Water irrigation

In the Riverside Canal in the Lower Valley, workers are replacing the headgates and modernizing them so they can be operated by solar power.

For the second year in a row, El Paso County farmers will get a full allotment of irrigation water from the Rio Grande, which is good news for the city as well.

And this year’s first release from the Caballo Lake will be an early one on March 13, compared to June 1 last year, said Jesus “Chuy” Reyes, general manager of El Paso Water Improvement District No. 1, headquartered in Clint.

“Because we started late last year, we were able to carry over 232,000 acre feet for this year,” he said. “Then the allocation from the U.S. Bureau of Reclamation for this year of available water gave us a total of 316,000 acre feet.

“So we have given the farmers a full allotment which is 4 acre feet per acre.”

The early release is particularly good news for cotton farmers.

“They have to irrigate in March so they can plant in April,” Reyes said. “That’s a big deal because of the planting season and the time it takes to germinate cotton.”

Then, the cotton has time to mature and be harvested before fall rains.

The city owns property with water rights in the irrigation district and has an agreement with the district to buy additional water that, in a full-allotment year, provides the city with half of its annual water needs.

With the early release, Reyes cautions hikers, horse riders and four-wheel users to be careful after the release because a few days later, the large flow of water will reach El Paso and quickly fill the Rio Grande River bed.

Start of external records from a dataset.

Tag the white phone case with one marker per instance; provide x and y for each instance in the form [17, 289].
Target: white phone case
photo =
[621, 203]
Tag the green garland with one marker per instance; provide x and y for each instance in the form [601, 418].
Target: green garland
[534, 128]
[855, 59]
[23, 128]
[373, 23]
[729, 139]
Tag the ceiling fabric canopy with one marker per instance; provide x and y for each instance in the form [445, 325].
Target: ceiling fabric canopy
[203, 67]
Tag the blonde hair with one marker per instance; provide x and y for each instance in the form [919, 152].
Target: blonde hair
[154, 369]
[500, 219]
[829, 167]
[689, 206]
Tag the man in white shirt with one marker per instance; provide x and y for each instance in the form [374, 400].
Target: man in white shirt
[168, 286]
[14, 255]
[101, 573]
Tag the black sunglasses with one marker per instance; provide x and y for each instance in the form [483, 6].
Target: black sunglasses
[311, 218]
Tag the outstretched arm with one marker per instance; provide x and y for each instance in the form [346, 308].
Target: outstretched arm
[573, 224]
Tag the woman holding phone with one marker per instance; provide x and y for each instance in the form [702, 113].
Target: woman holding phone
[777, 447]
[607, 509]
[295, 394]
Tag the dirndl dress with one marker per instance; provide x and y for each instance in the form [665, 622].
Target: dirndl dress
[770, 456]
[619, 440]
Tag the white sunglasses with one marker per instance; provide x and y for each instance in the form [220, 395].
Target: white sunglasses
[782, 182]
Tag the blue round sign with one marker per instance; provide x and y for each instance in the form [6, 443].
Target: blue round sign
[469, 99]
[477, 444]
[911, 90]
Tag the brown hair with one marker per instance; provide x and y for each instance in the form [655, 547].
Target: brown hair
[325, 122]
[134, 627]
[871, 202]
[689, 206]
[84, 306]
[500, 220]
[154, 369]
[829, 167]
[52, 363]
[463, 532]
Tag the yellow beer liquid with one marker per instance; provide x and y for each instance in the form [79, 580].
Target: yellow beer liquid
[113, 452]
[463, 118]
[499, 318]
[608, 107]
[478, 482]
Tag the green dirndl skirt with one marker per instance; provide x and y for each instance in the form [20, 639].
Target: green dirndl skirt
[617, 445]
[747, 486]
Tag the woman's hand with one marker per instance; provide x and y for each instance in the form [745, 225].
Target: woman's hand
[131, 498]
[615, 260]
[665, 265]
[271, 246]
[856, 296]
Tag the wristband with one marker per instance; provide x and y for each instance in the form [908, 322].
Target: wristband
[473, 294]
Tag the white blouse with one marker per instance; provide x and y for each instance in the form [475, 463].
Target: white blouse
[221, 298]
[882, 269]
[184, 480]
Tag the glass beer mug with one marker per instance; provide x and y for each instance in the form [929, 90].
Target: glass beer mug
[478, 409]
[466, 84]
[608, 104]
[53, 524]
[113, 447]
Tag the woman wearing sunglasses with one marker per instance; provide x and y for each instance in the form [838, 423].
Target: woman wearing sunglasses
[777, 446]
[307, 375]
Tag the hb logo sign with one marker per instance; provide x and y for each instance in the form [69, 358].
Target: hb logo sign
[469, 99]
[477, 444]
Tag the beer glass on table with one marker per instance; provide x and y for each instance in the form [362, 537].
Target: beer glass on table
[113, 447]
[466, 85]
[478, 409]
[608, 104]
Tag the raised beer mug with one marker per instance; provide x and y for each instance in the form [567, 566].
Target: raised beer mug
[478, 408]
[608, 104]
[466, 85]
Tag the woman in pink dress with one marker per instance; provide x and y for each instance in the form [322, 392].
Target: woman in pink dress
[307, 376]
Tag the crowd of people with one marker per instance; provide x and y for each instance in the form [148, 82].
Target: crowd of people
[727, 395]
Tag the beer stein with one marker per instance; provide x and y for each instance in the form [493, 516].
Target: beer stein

“The March 13 release will put water in the El Paso vicinity by the 17th,” he said.

In other news, Reyes said the district just received a second $2 million grant from the U.S. Bureau of Reclamation to continue the concrete lining of the Riverside Canal in the Lower Valley.

Aerial drone photos of the work underway show the large scale of the project to replace the earthen bed of the large canal with concrete. That keeps significant amounts of water from seeping into the ground – water that can then be used for irrigation instead.

“The first grant was received May of 2019, and the second was just awarded to us this February,” Reyes said. “We will be able to concrete about three miles of the canal with the two grants.

The district has the earthmoving equipment and the trained employees it needs to perform the work in-house rather than hiring an outside company to do it at far greater expense, he said.

“I also have three smaller grants from the Bureau of Reclamation, and one from the Texas Water Development Board,” he said. “Those are for a total of $580,000.

“Three of these grants are going to concrete line the Montoya main canal, the Montoya A canal and the La Union East canal in the Upper Valley.”